Lola Bensky
Lily Brett

Prix Medicis étranger 2014 Traduit par Bernard Cohen
10-18
mai 2014
310 p.  7,50 €
ebook avec DRM 7,99 €
 
 
 
 La rédaction l'a lu

Enfant du rock et de la shoah

« Lola n’avait pas le temps d’être triste. Elle était trop occupée à être de bonne humeur ».  Et pourtant fille de survivants d’Auschwitz, Lola a grandi avec la mort qui plane au-dessus de sa tête, ses parents ne parvenant pas à retrouver cette part d’eux-même anéantie dans les camps, où toute leur famille a été exterminée. Fin des années 60, à l’âge de19 ans, Lola fait le pari de la vie et de l’avenir.
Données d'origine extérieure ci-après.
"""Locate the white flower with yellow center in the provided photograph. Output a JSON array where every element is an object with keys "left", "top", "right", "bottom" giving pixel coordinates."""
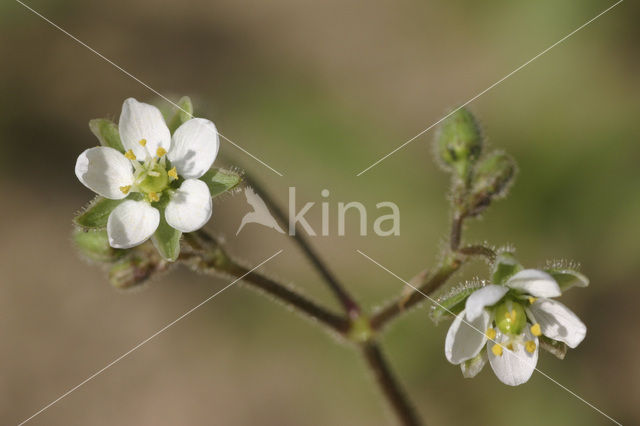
[
  {"left": 445, "top": 269, "right": 587, "bottom": 386},
  {"left": 75, "top": 98, "right": 220, "bottom": 248}
]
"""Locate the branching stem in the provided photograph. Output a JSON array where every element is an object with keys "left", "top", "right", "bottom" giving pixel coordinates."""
[{"left": 245, "top": 175, "right": 360, "bottom": 318}]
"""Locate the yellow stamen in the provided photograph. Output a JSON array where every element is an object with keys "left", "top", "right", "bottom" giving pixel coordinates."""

Elle quitte son pays, l’Australie, pour Londres puis New York, où elle interviewe les stars montantes du rock pour le journal « Rock-out ». Et c’est un comble, car elle n’a pas l’oreille musicale du tout et n’aime pas quand ça joue trop fort.  Mais elle a un goût profond pour les autres et plus particulièrement pour découvrir les faces cachées de ces personnalités hors du commun, dont le côté « star » fait habituellement écran. C’est ainsi qu’entre naïveté, futilité et gravité elle parle bigoudis avec Jimi Hendrix, de soupes au chou du gettho de Lodz avec Mick Jagger, de double faux cils à paillettes avec Cher, de cœur blessé avec Cat Stevens qui lui confie avoir « désespérément envie d’aimer quelqu’un », de régimes amaigrissants avec Mama Cass. Tant de rencontres inattendues, parfois dérangeantes et angoissantes – comme avec Jim Morrison – mais toujours fascinantes et surtout inoubliables.

Bien que romancés par le souvenir, tous ces instants pleins de grâce de ce livre très attachant tirent leur force du fait qu’ils ont tous réellement existé. Car Lola Bensky c’est Lily Brett elle-même, dont c’est le premier texte traduit en France. Elle s’y raconte à travers son double de papier – qui porte ses initiales-  sur son parcours de journaliste rock, de femme. C’est dans les propos qu’elle prête à la divine Janis Joplin que Lily Brett nous donne le secret de son ouvrage qui nous bouleverse à plus d’un titre. Ce qu’elle nous livre et qui touche nos cordes sensibles, ce sont « des trucs qui n’ont pas leur place dans une conversation entre gens bien élevés ». Elle ne passe pas par quatre chemins pour nous confier, à travers les va-et-vient du souvenir, que les morts de sa famille lui collent à la peau, que justement cette peau l’encombre avec beaucoup de kilos en trop et tous ces régimes qui l’obsèdent, qu’il est aussi difficile de vaincre ses crises d’attaque de panique même après des milliers de séances chez le psy. Mais que malgré tout, la vie va, il faut garder la Vista. Elle nous rappelle ce que lui répétait sans cesse sa mère Rénia: «  il ne suffit pas de survivre, il faut survivre en restant humain ». Et c’est cette humanité-là qui transpire à chaque page. Car Lily s’attache à vivre en restant profondément humaine avec ses joies et ses peines.

 En fait, Lola/Lily c’est un peu la grande sœur de Lena Duham la géniale réalisatrice de « Girls », mais  avec un ego moins hypertrophié. Comme elle, c’est en regardant les choses en face et en les affrontant avec humour que l’on peut s’en sortir en prenant le parti d’en rire.  Et on rit beaucoup dans ce livre, tout autant des rencontres improbables avec des rocks stars que des scènes excessives de délire de cette attachante « jewish family ». Quand on demande à Lola si elle est juive, invariablement elle répond « très juive ». Et pourtant, ses connaissances sur le sujet sont plus que limitées, ses parents étant fâchés avec Dieu après Auschwitz, ils ne pratiquent aucune fête, ne vont jamais à la synagogue. Mais Lola n’est pas à une contradiction près et l’assume.

Voici un livre aussi léger que profond à ne surtout pas rater sur les crépuscules de notre histoire liée à la Shoah et le crépuscule de ces dieux du rock presque tous disparus avant l’âge de trente ans au sommet de leur intelligence, de leur créativité et de leur vitalité: Brian Jones, Otis Redding, Jimi Hendrix, Janis Joplin, Jim Morrison, Keith Moon, Mama Cass … Rock et Shoah, il fallait oser et Lily Brett l’a fait.